PET imaging with [18F]F-DOPA shows great promise for assessing paediatric gliomas. Manual tumour delineation and parameter extraction are time-consuming and prone to inter-operator variability.

Methods

We evaluated whether a deep learning model, leveraging transfer learning from adult glioma datasets, could enable a fully automated pipeline for tumour segmentation and PET parameter extraction. Static and dynamic parameters were compared across three approaches: (i) automatic vs semi-automatic, (ii) automatic vs manual, and (iii) manual vs. semi-automatic. Data from 103 paediatric patients (median age 11 years; 54 females, 49 males) with static and/or dynamic [18F]F-DOPA PET scans (2011–2024) were retrospectively included for fine-tuning the deep learning model. Statistical and survival analyses were performed on 90 subjects; dynamic analysis included 32 patients.

Results

 The best model achieved a Dice score of 0.82 ± 0.11 and was integrated into the pipeline for extracting static and dynamic indices.

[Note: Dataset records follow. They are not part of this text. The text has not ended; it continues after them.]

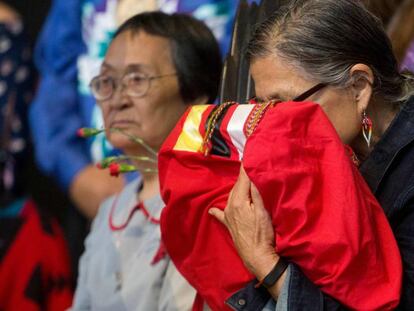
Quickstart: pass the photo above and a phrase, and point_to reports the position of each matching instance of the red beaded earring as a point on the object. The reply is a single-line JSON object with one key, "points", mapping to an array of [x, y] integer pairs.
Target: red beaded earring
{"points": [[366, 128]]}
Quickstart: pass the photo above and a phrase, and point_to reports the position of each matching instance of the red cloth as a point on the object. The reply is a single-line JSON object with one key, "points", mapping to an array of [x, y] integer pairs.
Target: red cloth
{"points": [[326, 220], [34, 266]]}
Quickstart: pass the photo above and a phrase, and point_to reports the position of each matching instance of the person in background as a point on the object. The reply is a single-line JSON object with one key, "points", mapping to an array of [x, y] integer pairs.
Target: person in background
{"points": [[156, 66], [68, 55], [34, 263], [354, 58]]}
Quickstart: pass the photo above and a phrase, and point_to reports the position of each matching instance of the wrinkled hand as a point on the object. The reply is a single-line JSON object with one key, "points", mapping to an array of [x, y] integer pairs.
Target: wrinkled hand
{"points": [[250, 226], [90, 187]]}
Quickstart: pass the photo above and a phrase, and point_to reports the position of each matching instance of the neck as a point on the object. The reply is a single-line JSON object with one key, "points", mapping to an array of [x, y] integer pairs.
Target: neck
{"points": [[381, 114]]}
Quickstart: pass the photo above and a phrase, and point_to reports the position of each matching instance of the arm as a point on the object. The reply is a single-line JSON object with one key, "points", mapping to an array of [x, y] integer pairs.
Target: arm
{"points": [[251, 229]]}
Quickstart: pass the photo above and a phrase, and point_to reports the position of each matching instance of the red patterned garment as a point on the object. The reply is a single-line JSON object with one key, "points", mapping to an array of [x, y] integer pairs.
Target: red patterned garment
{"points": [[34, 264], [325, 218]]}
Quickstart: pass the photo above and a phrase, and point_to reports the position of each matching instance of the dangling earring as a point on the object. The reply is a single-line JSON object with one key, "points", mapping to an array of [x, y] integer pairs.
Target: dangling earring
{"points": [[366, 128]]}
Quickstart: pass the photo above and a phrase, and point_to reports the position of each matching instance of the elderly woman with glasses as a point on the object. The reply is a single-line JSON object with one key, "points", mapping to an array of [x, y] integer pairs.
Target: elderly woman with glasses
{"points": [[156, 66]]}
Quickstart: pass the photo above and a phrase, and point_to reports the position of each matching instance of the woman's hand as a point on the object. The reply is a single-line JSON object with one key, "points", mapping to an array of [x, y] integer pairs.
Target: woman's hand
{"points": [[250, 226]]}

Automatic Tumour-to-Striatum ratio showed high reproducibility across comparisons ((i) p = 0.660, (ii) p = 0.342, (iii) p = 0.639), while Tumour-to-Background differed significantly when comparing manual delineations (p < 0.01). Dynamic parameters demonstrated good reproducibility with the automatic method (p > 0.05). Importantly, both automated static indices correlate significantly with tumour grade, with the overall and progression-free survival (p < 0.05).

Conclusions

 Transfer learning enabled a fully automatic [18F]F-DOPA PET pipeline for paediatric gliomas, providing reproducible static and dynamic parameter extraction and correlating with clinically relevant outcomes. This approach reduces operator dependence and streamlines analysis, supporting potential integration into routine clinical practice.